Deyu African is a digital repository of traditional knowledge and contemporary culture. This collaborative initiative aims to digitise and archive oral knowledge that may become forgotten or lost. ‘Deyu’, is a noun verb derived from an Acholi word meaning ‘to be beautiful, to embellish or to have a wonderful time,’ and this is the guiding spirit of contents that we wish to freely avail. These include oral histories, songs, music, photographs, manuscripts, fiction, nonfiction and art.
We aim to celebrate our dynamic African heritage and conserve our unique expressions for researchers and future generations.
Our mission is “to contribute to sustainable uses of digital technologies for the preservation of knowledge for inter generational benefit.”
Our audience is the ordinary person.
Our Collective
Beatrice is experienced in research writing, fiction as well as poetry, and is working on her first adult novel, Sunflowers. She is a recipient of 2011 Young Achievers Award. She was shortlisted for the 2011 Caine Prize for African Writing and was a finalist for the South African PEN/Studzinski Literary Award 2009. The first anthology of Queer Africa: new and collected fiction (2013), includes her short story. The book won the 26th Lambda Literary Award for the fiction anthology category in 2014.
Her stories have been published in the USA, UK, South Africa, New Zealand, Uganda, Kenya, Rwanda, Nigeria, Ghana, and Zambia.
She is a contributor with Open Global Rights, and has written for the Global Press Journal and Daily Monitor.
Derek Lubangakene is a poet, writer of Fantasy fiction and a screenwriter, living in Kampala, Uganda. His work has been published in The Missing Slate and The Kalahari Review, and in a few local newspapers. He was longlisted for the 2013 Golden Baobab Prize. He is an avid reader, and twits regularly at @d_slays_dragons. Occasionally, he blogs about writing on his personal blog, dereklubangakene.wordpress.com
Gabriel Mugabi is an illustrator. He was trained at the Makerere University Margaret Trowel School of Industrial and Fine Art. Gabriel has worked on several development projects, and was shortlisted in the DFCU Bank structural monument design competition. His collaborative work with writers include comics, like the Inheritors which was written by Rich Wagaba. Omnipotence and the Riot are some of his most recent projects. Gabriel is currently working exploring 2D animation and cartooning. Recent 2D projects include: the Unicef ad on teenage pregnancy and Kaliro Sugar’s Xtreme Studio.

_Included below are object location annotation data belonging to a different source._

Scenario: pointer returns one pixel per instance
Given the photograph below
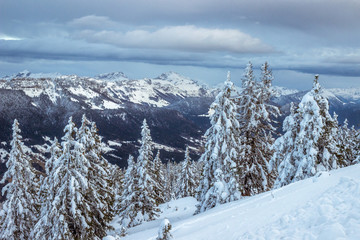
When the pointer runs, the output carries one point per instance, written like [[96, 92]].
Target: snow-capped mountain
[[175, 107], [107, 91], [43, 102]]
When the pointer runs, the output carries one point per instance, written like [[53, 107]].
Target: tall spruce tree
[[100, 194], [313, 138], [255, 148], [187, 180], [128, 205], [148, 207], [171, 171], [221, 148], [158, 175], [66, 213], [348, 142], [282, 162], [19, 212]]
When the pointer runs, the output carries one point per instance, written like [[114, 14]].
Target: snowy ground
[[323, 207]]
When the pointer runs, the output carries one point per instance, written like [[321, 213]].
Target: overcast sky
[[201, 39]]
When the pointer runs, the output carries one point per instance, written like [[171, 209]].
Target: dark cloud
[[319, 36]]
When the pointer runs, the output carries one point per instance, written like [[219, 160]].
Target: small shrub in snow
[[164, 230]]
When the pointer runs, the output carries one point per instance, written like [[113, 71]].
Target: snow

Sophie Alal founded Deyu African in 2012 to promote the arts, culture and freedom of expression. Her writing has been published in anthologies by FEMRITE, the Kalahari Review, Lawino Magazine and other places. What motivates her work is the desire to disrupt all negative imagery of our diverse African cultures, and to ignite spirited discussions about exacting wholesome progress through the arts.